Thank you Dave. You were the first to point this out way back in post #21. It is the crux of the argument. No charge is saved.

On a V8 engine COP "dwell" time is, can be, 8 X that of an older common coil pak inductive system, so much so that the dwell time, dwell initiation, results from a computation in accordance with RPM.

I believe that a modern day CDI system could be designed using COP and have equal reliability and functionality of any modern day COP system. But to what purpose?

"no charge is saved...."

Okay, for your benefit, let's assume the capacitor does discharge fully, then we're left with "what happens to the energy still in the coil's now collapsing field?"

Any argument/objection to the subsequent half-cycle current flow path I've drawn in RED in the 3 diagrams?

With the 12 volt buss "clamp" diode removed the third diagram most closely replicates the OEM Bosch CDI circuit. How do you not store at least a portion of the coil's remaining energy storage in "the" capacitor??
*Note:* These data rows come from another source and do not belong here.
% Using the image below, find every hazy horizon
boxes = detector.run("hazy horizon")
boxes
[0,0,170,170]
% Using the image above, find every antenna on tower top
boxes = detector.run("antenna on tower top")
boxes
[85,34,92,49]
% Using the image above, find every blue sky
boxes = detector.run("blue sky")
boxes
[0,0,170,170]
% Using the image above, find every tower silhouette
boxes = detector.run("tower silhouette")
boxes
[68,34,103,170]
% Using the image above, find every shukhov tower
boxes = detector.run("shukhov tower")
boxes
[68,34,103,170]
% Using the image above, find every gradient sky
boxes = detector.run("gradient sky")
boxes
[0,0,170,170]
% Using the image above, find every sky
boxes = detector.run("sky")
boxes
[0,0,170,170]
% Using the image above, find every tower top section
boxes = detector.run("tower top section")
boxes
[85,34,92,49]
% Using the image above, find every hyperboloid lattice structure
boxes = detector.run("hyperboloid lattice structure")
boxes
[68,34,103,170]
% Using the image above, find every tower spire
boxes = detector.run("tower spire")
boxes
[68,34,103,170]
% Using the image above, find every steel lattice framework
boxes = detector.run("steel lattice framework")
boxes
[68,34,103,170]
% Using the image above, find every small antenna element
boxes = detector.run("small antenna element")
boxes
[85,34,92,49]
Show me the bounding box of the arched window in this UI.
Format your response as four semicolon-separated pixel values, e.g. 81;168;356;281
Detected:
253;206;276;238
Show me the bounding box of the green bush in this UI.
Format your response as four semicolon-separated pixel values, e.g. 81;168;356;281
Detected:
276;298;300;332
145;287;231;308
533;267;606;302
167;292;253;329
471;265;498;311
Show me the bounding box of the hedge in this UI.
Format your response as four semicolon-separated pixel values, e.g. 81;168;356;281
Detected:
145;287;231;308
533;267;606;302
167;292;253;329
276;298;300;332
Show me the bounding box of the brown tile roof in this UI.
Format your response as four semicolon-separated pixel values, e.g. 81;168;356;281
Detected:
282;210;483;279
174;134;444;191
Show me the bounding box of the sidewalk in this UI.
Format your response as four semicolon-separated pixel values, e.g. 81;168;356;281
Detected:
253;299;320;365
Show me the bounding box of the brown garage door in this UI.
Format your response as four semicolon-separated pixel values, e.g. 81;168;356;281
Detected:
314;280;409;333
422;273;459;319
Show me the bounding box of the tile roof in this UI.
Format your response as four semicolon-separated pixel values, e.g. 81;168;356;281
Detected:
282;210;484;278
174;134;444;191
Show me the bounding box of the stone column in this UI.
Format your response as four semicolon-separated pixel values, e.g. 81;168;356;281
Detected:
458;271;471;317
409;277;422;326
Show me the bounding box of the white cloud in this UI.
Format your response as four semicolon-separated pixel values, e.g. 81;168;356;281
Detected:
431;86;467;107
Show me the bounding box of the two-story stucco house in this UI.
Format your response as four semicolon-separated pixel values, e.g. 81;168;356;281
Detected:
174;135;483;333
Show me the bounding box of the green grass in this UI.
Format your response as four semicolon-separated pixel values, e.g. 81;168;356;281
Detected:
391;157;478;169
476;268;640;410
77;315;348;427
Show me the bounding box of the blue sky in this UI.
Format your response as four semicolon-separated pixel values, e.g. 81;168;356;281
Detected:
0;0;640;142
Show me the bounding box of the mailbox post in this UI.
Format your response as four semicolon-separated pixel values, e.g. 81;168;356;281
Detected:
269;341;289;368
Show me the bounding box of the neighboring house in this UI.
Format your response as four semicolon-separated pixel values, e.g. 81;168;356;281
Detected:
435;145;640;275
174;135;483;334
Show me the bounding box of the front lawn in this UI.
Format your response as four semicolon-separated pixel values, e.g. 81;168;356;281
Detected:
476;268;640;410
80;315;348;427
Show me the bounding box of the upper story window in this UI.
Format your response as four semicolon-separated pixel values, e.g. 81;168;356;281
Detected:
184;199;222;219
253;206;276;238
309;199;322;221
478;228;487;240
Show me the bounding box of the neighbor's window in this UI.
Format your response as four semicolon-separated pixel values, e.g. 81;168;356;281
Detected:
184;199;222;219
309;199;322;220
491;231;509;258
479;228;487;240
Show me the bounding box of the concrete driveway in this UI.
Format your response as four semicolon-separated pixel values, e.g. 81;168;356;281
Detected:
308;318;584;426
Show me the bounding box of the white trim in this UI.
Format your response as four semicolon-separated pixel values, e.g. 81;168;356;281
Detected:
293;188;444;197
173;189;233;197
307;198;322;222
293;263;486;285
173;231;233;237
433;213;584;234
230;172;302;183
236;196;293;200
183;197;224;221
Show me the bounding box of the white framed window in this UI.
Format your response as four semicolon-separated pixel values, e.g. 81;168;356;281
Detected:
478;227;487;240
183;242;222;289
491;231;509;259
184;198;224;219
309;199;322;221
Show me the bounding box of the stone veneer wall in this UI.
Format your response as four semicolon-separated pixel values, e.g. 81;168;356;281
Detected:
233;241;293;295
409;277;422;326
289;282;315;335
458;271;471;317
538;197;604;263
PS: Your own scope images indicate a significant positive voltage excursion following the negative firing pulse, does this go toward firing the plug a second time or does the power return to the capacitor, or some of both?

http://forums.pelicanparts.com/uploa...1449949724.jpg

Wishing you hadn't ask this question..??

Heh-heh. The catalyst of turmoil. The unknowing axis of evil, I am.

Let's take a step back. I got no skin in this game. I am ignorant but still curious.

The initial post/question related to amperage, not voltage.

James Brown posted early on, in-short, "resistance" is what has to be overcome. Amps do that, I think, yes? I believe the answer to my question is that "current has to increase" when resistance increases. Voltage remains constant as there is a cap on that, yet there are fused amps up to ten (let's say). That is what varies.

Jonny says max is around three. That tells me that as RPM's increase, resistance increases but the CDI box only needs to use a max of three to do it's job.

If it required four, it would take four.

wwest, you are able to tell me if this is conceptually in the ball park.

So it can keep up at high RPM's where Kettering grew tired., yes?

My little bit of reading says the CDI delivers a squillion volts but only for a micro second.

So IDI has a degree of lower voltage at the spark plug tip, but delivers a nice sustained spark all day regardless of rpm.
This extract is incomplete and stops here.